De VN-Veiligheidsraad komt straks bijeen om de aanhoudende zware bombardementen op Aleppo te bespreken. Met Russische steun bestookt het regime van Assad de oostelijke wijken van de stad, die nog in handen is van door het westen gesteunde rebellen maar waar ook nog zo’n kwart miljoen burgers al maanden probeert te overleven.
Aleppo is door troepen van Assad en bevriende milities omsingeld. Vluchten kan al lang niet meer. Vóór de oorlog uitbrak was Aleppo de belangrijkste economische metropool van Syrië. De stad telde toen 3 miljoen inwoners, dus grosso modo drie keer zoveel als Brussel. In de Syrische oorlog zijn sinds 2011 meer dan 400.000 doden gevallen. Elf miljoen Syriërs zijn ontheemd of sloegen op de vlucht.
Assad is dus nu de belangrijkste stad van zijn feitelijk uiteengevallen land naar het stenen tijdperk aan het bombarderen.

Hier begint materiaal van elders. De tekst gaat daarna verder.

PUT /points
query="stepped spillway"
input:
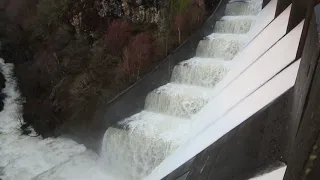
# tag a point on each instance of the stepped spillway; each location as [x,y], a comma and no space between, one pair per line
[136,145]
[139,143]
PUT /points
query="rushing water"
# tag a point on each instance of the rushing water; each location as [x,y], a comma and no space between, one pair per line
[146,138]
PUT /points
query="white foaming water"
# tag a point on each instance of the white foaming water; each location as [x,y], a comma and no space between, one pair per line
[200,71]
[224,46]
[132,149]
[138,144]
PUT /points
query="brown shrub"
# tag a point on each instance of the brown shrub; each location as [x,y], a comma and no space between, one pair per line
[118,35]
[136,59]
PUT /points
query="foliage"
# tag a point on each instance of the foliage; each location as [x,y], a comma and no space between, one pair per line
[51,11]
[118,35]
[136,58]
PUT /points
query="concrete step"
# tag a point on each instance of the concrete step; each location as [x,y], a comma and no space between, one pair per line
[224,46]
[234,24]
[177,99]
[238,8]
[205,72]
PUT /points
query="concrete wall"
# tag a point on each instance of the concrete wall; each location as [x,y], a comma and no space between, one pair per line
[132,100]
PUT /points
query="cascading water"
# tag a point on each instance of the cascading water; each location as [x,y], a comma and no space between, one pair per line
[145,139]
[136,145]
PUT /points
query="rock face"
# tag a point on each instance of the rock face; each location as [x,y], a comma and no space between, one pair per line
[63,57]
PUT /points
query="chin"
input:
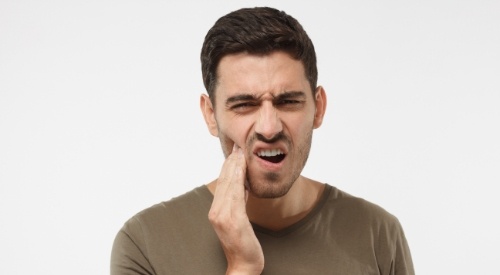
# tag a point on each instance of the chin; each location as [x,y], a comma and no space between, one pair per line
[271,187]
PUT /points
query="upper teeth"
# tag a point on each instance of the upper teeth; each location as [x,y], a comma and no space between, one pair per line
[269,153]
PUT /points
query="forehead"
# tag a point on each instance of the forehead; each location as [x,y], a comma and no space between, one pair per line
[273,73]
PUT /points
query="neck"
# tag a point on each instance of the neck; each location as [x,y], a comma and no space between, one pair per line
[279,213]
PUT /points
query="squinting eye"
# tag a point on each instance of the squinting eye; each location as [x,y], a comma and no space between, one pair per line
[287,102]
[243,106]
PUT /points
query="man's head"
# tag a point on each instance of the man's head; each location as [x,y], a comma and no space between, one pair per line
[267,102]
[258,31]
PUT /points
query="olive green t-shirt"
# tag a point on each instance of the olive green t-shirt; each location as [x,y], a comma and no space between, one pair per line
[341,235]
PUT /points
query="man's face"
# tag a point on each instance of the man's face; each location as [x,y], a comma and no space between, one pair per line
[265,105]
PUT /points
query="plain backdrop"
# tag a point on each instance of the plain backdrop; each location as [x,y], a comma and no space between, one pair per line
[99,119]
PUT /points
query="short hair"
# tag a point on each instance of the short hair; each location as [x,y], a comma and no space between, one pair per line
[260,30]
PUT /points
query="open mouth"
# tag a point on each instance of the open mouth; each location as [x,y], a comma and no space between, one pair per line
[272,155]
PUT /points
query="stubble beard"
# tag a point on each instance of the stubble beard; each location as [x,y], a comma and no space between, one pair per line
[273,185]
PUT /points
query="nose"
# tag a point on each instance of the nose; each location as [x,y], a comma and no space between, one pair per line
[268,123]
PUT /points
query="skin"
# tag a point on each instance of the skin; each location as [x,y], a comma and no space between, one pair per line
[262,102]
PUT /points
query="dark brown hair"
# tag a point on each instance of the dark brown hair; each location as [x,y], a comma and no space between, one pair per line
[260,30]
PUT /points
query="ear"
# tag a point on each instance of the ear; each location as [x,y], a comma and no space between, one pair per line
[320,102]
[209,114]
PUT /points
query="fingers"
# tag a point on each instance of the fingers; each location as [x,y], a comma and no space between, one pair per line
[230,191]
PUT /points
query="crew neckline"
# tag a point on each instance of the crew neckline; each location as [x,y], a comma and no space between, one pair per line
[293,227]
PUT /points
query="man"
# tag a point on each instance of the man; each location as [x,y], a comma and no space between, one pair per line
[261,216]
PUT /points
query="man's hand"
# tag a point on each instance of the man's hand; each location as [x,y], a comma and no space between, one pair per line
[230,220]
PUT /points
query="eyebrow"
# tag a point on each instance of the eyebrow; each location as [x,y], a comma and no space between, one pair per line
[250,97]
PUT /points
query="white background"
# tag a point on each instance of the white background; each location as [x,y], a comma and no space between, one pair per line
[99,119]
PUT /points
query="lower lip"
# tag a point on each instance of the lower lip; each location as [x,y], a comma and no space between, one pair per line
[270,165]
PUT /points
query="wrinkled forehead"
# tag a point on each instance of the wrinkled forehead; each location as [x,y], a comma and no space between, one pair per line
[272,73]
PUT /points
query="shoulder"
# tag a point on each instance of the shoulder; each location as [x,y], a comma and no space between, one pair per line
[358,210]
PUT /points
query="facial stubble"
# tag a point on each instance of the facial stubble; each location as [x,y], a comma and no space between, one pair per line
[274,185]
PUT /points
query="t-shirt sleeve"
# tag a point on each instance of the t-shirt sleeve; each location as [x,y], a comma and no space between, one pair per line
[402,262]
[129,252]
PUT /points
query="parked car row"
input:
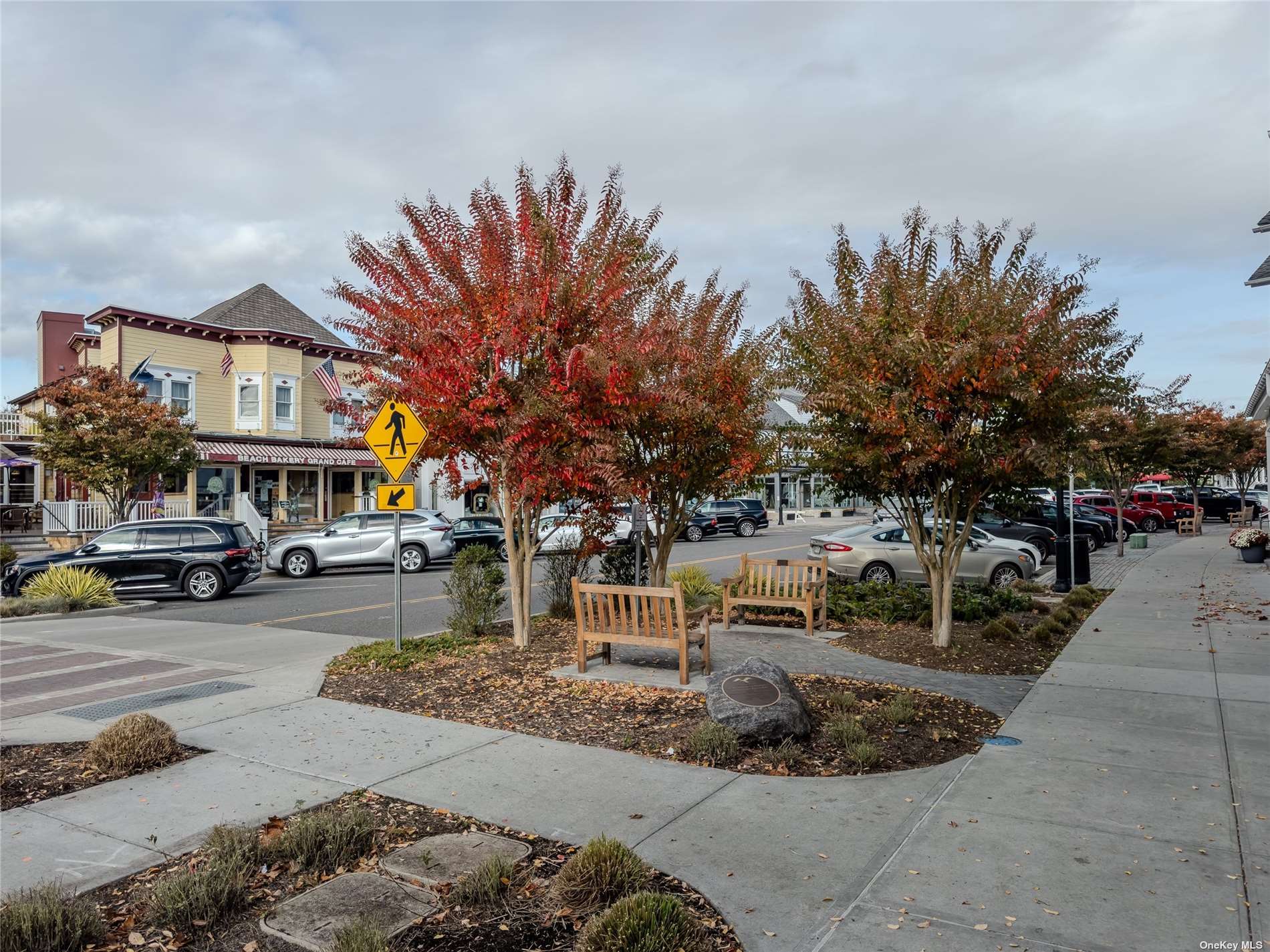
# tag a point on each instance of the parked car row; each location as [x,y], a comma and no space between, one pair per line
[209,558]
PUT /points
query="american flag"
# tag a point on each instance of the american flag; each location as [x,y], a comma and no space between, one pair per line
[326,375]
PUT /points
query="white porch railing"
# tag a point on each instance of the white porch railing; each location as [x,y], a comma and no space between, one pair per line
[15,423]
[73,516]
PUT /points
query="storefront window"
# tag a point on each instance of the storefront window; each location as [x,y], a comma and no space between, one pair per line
[215,490]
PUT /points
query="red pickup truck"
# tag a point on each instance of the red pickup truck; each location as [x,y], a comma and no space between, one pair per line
[1146,517]
[1165,503]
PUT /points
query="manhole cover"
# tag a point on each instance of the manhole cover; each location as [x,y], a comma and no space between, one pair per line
[751,689]
[1003,742]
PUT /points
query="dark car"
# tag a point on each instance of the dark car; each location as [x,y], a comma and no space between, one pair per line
[481,531]
[1094,523]
[743,517]
[700,526]
[1000,524]
[1217,503]
[201,558]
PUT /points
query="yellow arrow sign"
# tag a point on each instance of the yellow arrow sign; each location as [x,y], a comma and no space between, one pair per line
[395,436]
[390,496]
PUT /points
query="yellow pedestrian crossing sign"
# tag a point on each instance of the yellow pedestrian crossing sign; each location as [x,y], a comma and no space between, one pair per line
[390,496]
[395,436]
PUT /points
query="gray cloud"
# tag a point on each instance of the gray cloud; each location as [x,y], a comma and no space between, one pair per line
[165,156]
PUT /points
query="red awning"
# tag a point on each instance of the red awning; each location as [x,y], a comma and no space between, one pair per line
[282,454]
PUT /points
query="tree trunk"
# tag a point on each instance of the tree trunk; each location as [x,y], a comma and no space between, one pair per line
[941,605]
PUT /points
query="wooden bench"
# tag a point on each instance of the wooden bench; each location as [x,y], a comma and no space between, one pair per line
[779,583]
[1241,518]
[629,615]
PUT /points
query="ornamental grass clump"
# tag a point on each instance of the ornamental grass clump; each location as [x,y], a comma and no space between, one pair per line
[485,885]
[82,588]
[323,840]
[598,875]
[135,743]
[49,918]
[713,743]
[647,922]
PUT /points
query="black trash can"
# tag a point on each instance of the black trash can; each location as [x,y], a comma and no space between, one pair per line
[1063,571]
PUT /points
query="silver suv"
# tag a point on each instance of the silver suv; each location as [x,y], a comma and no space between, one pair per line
[364,538]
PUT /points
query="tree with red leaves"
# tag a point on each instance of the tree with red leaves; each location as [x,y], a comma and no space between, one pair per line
[101,431]
[692,386]
[931,385]
[493,330]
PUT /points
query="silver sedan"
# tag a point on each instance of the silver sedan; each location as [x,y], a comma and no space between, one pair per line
[886,554]
[364,538]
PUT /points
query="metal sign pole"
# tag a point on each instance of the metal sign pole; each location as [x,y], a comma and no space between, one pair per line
[396,578]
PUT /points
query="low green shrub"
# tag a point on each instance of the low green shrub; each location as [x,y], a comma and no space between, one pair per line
[864,754]
[845,732]
[618,567]
[49,918]
[561,568]
[598,875]
[996,631]
[323,840]
[900,710]
[487,884]
[135,743]
[713,743]
[789,754]
[82,588]
[475,592]
[206,895]
[842,699]
[647,922]
[360,936]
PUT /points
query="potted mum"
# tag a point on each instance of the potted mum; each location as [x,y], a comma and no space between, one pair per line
[1251,544]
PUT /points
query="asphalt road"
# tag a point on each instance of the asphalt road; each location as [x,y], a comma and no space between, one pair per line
[358,602]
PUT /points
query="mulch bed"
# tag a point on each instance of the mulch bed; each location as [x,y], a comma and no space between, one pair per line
[499,685]
[530,926]
[35,772]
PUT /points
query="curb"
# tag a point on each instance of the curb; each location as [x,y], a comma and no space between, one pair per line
[130,609]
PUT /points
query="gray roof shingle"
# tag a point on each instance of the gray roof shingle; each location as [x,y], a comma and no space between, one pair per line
[263,307]
[1261,276]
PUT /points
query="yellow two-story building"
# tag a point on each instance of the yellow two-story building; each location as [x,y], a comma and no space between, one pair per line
[244,371]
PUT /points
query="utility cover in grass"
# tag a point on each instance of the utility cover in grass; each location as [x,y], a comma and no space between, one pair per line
[311,918]
[451,854]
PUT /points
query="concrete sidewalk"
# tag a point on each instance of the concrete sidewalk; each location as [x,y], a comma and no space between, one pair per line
[1128,818]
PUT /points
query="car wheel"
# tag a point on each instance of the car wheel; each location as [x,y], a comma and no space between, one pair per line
[413,559]
[299,564]
[205,584]
[1005,575]
[878,571]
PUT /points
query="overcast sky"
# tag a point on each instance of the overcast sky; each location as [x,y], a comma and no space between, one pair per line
[165,156]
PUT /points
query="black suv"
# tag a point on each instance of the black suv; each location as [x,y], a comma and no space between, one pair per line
[1215,500]
[741,516]
[201,558]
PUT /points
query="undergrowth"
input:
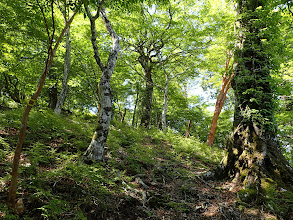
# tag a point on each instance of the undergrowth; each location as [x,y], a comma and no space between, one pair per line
[145,174]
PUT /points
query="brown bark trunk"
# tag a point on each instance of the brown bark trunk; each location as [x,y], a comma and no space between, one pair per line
[254,158]
[220,102]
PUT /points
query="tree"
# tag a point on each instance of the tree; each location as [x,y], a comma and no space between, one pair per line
[254,157]
[96,148]
[50,56]
[226,81]
[67,61]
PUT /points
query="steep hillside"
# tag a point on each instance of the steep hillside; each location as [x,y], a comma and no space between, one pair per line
[146,174]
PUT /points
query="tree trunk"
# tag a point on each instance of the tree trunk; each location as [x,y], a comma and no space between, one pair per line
[219,104]
[96,148]
[147,100]
[67,61]
[188,129]
[165,105]
[53,93]
[123,115]
[135,107]
[21,135]
[254,158]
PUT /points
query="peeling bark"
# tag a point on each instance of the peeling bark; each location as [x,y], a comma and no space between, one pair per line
[220,102]
[147,100]
[135,107]
[95,150]
[67,61]
[165,105]
[254,156]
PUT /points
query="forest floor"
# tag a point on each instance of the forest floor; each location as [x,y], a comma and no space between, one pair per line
[144,175]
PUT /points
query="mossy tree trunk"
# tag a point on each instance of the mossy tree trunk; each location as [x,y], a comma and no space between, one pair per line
[254,154]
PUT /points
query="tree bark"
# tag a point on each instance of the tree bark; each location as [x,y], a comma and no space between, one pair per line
[95,150]
[188,129]
[147,99]
[165,105]
[67,62]
[21,135]
[254,158]
[135,107]
[53,96]
[220,102]
[123,115]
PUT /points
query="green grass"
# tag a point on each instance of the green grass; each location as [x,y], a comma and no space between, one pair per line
[56,184]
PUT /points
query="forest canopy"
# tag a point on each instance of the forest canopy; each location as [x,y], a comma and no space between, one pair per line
[217,73]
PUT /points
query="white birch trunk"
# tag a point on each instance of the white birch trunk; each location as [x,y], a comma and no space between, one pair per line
[165,105]
[96,148]
[67,62]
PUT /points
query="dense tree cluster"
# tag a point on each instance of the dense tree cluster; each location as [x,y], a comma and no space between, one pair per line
[135,61]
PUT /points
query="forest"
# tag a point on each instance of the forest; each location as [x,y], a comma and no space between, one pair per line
[146,109]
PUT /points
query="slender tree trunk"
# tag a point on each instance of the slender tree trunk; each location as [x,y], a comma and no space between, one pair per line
[53,93]
[123,116]
[220,102]
[165,105]
[254,157]
[147,100]
[95,150]
[21,135]
[188,129]
[67,61]
[135,107]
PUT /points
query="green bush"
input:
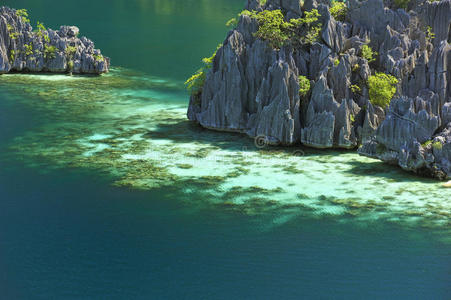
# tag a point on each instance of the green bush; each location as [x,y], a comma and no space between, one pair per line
[437,145]
[382,88]
[274,29]
[355,89]
[98,57]
[368,53]
[430,35]
[13,35]
[304,85]
[28,49]
[70,50]
[41,31]
[338,10]
[426,144]
[232,22]
[70,65]
[49,51]
[402,3]
[12,56]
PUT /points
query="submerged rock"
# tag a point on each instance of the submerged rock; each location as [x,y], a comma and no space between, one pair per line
[45,50]
[252,87]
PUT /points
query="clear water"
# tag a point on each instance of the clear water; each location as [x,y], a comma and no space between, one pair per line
[106,191]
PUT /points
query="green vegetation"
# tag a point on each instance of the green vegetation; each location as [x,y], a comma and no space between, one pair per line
[430,35]
[232,22]
[382,88]
[23,13]
[70,50]
[12,55]
[368,53]
[338,10]
[41,31]
[437,145]
[402,3]
[70,65]
[304,85]
[355,89]
[49,52]
[195,83]
[28,49]
[426,144]
[274,29]
[98,57]
[13,35]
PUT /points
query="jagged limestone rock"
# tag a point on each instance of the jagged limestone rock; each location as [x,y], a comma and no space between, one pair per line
[251,88]
[22,50]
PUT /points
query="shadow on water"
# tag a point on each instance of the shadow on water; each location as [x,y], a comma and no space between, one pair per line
[185,131]
[384,170]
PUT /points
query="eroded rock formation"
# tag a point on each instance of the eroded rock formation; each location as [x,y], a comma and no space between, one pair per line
[45,50]
[253,88]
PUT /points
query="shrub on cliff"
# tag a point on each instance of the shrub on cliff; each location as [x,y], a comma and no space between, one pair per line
[195,83]
[49,52]
[23,14]
[277,32]
[382,88]
[304,85]
[368,53]
[402,3]
[338,10]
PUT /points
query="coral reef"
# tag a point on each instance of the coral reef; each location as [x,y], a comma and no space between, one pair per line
[45,50]
[253,87]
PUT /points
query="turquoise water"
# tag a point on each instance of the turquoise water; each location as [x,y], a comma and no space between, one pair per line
[107,191]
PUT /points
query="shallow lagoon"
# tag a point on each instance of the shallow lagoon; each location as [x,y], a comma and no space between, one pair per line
[133,127]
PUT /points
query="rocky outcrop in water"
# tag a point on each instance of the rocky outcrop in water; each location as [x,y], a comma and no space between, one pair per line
[253,88]
[45,50]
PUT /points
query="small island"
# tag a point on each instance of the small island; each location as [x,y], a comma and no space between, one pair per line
[367,75]
[23,49]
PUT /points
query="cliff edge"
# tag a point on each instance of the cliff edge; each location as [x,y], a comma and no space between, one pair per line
[45,50]
[369,75]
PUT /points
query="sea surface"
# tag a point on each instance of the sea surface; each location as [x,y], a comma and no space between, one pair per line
[108,192]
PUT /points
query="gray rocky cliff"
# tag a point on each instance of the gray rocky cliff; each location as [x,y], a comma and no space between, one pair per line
[45,50]
[253,88]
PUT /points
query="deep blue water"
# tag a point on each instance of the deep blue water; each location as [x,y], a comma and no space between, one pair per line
[69,234]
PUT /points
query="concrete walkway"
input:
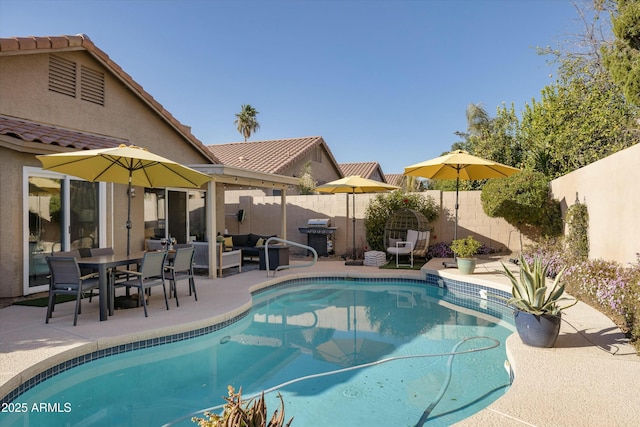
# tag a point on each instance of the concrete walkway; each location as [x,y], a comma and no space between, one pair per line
[591,377]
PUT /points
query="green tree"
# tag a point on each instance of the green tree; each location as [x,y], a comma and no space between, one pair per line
[576,122]
[246,122]
[524,200]
[502,141]
[622,58]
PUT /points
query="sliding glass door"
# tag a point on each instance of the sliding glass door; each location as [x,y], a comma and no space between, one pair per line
[61,213]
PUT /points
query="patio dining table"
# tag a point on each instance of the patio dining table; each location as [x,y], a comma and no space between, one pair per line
[103,263]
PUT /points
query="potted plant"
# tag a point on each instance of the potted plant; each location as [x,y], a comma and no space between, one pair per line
[465,249]
[538,308]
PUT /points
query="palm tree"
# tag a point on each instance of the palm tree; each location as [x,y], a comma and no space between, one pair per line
[246,122]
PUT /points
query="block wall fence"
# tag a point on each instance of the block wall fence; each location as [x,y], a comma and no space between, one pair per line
[609,188]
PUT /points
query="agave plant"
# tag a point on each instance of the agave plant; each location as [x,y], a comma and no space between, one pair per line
[531,294]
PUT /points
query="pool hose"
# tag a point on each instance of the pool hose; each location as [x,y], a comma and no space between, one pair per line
[454,351]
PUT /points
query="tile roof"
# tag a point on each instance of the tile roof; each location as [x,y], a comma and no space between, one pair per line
[66,43]
[364,169]
[272,156]
[54,135]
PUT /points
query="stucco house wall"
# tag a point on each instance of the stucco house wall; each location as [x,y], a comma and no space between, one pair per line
[25,94]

Deskundigen zijn ervan overtuigd dat hij het staakt-het-vuren dat vorige week was afgesloten onder een handdruk van de VS en Rusland, bewust heeft gebruikt om alles in gereedheid te brengen voor dit slotoffensief.
De aanhoudende bombardementen slaan ditmaal diepe kraters en reduceren volledige gebouwen in één klap tot puin, melden de media op de voorste bladzijden en in het begin van de journaals, naast ander belangrijk nieuws als de begrotingsbesprekingen of de beschuldiging aan het adres van een bekend voetballer dat hij op zijn eigen wedstrijden heeft gegokt.
Inmiddels zet Assad alles in wat hij aan bommen en granaten heeft, brandbommen, clusterbommen en bunker doorborende granaten. Hij lijkt het zelfs te hebben gemunt op de centra van waaruit de “Witte Helmen” opereren, de vrijwilligers die slachtoffers uit het puin redden, gewonden vervoeren en lijken bergen. Ze zijn genomineerd voor de Nobelprijs voor de Vrede. De secretaris-generaal van de VN spreekt van oorlogsmisdaden.
Op deze voorlopig nog stralende zondag ben ik een perstekst aan het voorbereiden voor het Vlaams begrotingsresultaat dat morgen door de minister-president van de Vlaamse Regering in het Vlaams Parlement zal worden voorgesteld. Maar ik denk aan bloedbaden en slachtpartijen, oorlogsmisdaden of genocides van de voorbije decennia. Omdat elke vergelijking mank loopt, hou ik de namen maar beter voor mezelf. Het zijn namen die nog tot vandaag door zinderen. De kans is groot dat ook Aleppo over tien, twintig, dertig jaar zal herdacht worden.
Zo’n namen blijven decennia door branden. Vorig jaar had mijn vrouw in haar klas Nederlands voor anderstaligen heel wat jonge Syrische vluchtelingen zitten. Ik denk aan de jongeman die haar vertwijfeld interpelleerde met het filmpje op zijn smartphone van het resultaat van een bombardement op zijn geboortestad: vinden jullie dan dat dit kan doorgaan? Hij werkt intussen in een pizzeria en is verliefd. Over twintig jaar zal hij zijn kinderen vertellen over Aleppo en wie daar is achter gebleven.
Elders in Vlaanderen zullen grootouders geworden moeders en vaders nog altijd rouwen om hun zoon die als geradicaliseerde strijder verblind naar het slagveld trok om er als kanonnenvlees te sneuvelen. Het is vandaag te vroeg om te weten hoe ze zich daarbij zullen voelen, hoe we dan tegenover onze Vlaamse Syriëstrijders zullen aankijken en welke impact dat zal hebben op hun nabestaanden. Her en der maakten sommigen al vergelijkingen met Oostfrontstrijders en legden anderen de verschillen uit. Het menselijk leed van wie zijn kind, zijn broer, zijn geliefde verliest zal zeker gebleven zijn.
Enfin, misschien heeft minister-president Geert Bourgeois morgen in het Vlaams Parlement, wanneer alle ogen van politici, burgers en camera’s op hem rusten terwijl hij zijn septemberverklaring afleest, wel een woord van mededogen over voor de 250.000 burgers wiens leven in Aleppo aan een zijden draadje hangt.